Also. I have another problem last weekend. At last Friday I just create snapshot on problem FS and remove it from main backup. During weekend all my backup jobs finished ok and when NS120 was idle new NDMP job with problem FS was started. Job finished OK, but I have one notification something about - Backup finished ok but system can`t cound and enumerate files thus you can see zero in job size. Something like this. When I opened jobs I saw that all files which name in cyrilic chars is unrecognized, it seems like in diferent code page! I never saw this before.
Rainer_EMC
4 Operator
•
8.6K Posts
0
October 18th, 2010 00:00
I would suggest to open a service request and let customer service investigate
Rainer
Andrey_ALexeev
19 Posts
0
October 18th, 2010 01:00
Case was opened last Friday before lunch, still have not help ))

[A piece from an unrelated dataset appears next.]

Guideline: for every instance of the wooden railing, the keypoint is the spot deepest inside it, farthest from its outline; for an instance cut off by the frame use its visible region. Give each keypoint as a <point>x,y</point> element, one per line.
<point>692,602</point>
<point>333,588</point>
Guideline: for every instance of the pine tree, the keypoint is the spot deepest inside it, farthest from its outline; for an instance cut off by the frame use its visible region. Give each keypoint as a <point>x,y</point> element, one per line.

I have only EMC document described my problem with deduplication 210954, I think problem with deduplication abd backup it is a consequences reason is SavVol prblem.
DanJost
190 Posts
0
October 18th, 2010 08:00
Was this set in the initial release or has this changed? Also, wouldn't this still contribute to savvol issues by using all of the available space and the next "snapshot" (be it replication, integrated snapsure backup, etc) could potentially need more space to be allocated?
Rainer_EMC
4 Operator
•
8.6K Posts
0
October 18th, 2010 08:00
Just to be clear: Celerra deduplication is specifically built to not cause a savvol extension – it rather pauses when it sees the savvol at a configurable full HWM.

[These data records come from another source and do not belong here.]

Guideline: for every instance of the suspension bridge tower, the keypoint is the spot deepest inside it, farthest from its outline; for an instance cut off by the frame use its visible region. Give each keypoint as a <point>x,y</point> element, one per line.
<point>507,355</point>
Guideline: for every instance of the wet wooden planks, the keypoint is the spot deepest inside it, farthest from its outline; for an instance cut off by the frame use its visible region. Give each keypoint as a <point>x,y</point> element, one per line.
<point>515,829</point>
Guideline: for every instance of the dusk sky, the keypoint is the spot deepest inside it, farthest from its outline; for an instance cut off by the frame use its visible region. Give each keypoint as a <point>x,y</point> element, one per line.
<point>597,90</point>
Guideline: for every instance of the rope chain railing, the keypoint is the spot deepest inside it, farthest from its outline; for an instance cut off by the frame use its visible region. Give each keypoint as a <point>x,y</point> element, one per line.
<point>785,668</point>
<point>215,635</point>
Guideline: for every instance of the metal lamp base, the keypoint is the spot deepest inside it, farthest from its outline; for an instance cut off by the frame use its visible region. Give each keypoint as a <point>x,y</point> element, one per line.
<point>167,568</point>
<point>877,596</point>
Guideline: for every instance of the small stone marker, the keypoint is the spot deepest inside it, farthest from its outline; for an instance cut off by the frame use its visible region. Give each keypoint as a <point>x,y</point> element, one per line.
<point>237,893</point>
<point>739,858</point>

Any storage allocation is might do in the savvol is very much the same is if you were changing or compressing data from the client side and will be freed once the checkpoints needing it expire.

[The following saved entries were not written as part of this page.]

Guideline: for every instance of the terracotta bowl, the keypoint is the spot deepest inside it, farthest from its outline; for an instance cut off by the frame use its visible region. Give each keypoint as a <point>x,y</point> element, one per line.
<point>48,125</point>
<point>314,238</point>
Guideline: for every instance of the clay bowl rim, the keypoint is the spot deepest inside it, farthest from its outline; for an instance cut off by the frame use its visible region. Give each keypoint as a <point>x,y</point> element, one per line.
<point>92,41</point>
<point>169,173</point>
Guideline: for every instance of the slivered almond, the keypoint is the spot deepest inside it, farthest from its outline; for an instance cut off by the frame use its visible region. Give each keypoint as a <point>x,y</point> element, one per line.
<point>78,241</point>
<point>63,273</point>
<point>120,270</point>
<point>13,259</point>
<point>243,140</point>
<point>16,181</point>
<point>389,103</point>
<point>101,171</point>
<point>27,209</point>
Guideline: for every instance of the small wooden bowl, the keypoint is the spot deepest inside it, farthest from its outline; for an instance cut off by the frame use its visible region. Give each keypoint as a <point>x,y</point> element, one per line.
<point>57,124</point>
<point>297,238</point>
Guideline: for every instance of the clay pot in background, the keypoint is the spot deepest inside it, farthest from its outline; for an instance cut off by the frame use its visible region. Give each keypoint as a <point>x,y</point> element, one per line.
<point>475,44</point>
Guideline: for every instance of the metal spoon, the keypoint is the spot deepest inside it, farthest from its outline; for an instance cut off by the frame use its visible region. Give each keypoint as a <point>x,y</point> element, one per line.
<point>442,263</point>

The design idea was that data gets compressed as it ages – so after the initial data is compressed it only has to process an incremental amount of data.
Rainer
dynamox
9 Legend
•
20.4K Posts
0
October 18th, 2010 08:00
so what causes my SavVol to balloon the minute i enable dedupe ?
DanJost
190 Posts
0
October 18th, 2010 08:00
I would have to concur with Rainer - if your savvol can't "extend" (or isn't configured to do so) and you are using integrated snapsure in the backup, you'll have the potential for problems and the NDMP could be a symptom of this. I would work through that first to see if it fixes your problem. Are all of your snapshots going belly up? If your dedupe process never finishes due to savvol space, every time it kicks back in it may be filling it back up and you have all sorts of side-bar issues. When the dedupe runs (in the older versions of dedupe anyway) and compresses/dedupes out a file, the change is captured in the snapshots. Others have grumbled about this "feature" extending the savvol and the deduped file savings are simply being transferred into a bloated savvol size.
Dan
Rainer_EMC
4 Operator
•
8.6K Posts
0
October 18th, 2010 10:00
Deduplicating a file actually writes it as a new compressed file and deletes the old file (replaced by a stub) – just the same as if you would do it from a client
That alone doesn’t do anything with the savvol
Of course when writing the new file there is a chance that blocks are re-used from recently deleted files that are still needed by active checkpoints
Or blocks from the just deleted uncompressed file are re-used by a client activity or the deduplication
In these cases the old block contents need to be saved in the savvol
If we wouldn’t do that checkpoints wouldn’t work correctly
Just image that you refresh a checkpoint, dedupe a file, take another checkpoint
You would want to be able to restore both “versions” through their respective checkpoints – right ?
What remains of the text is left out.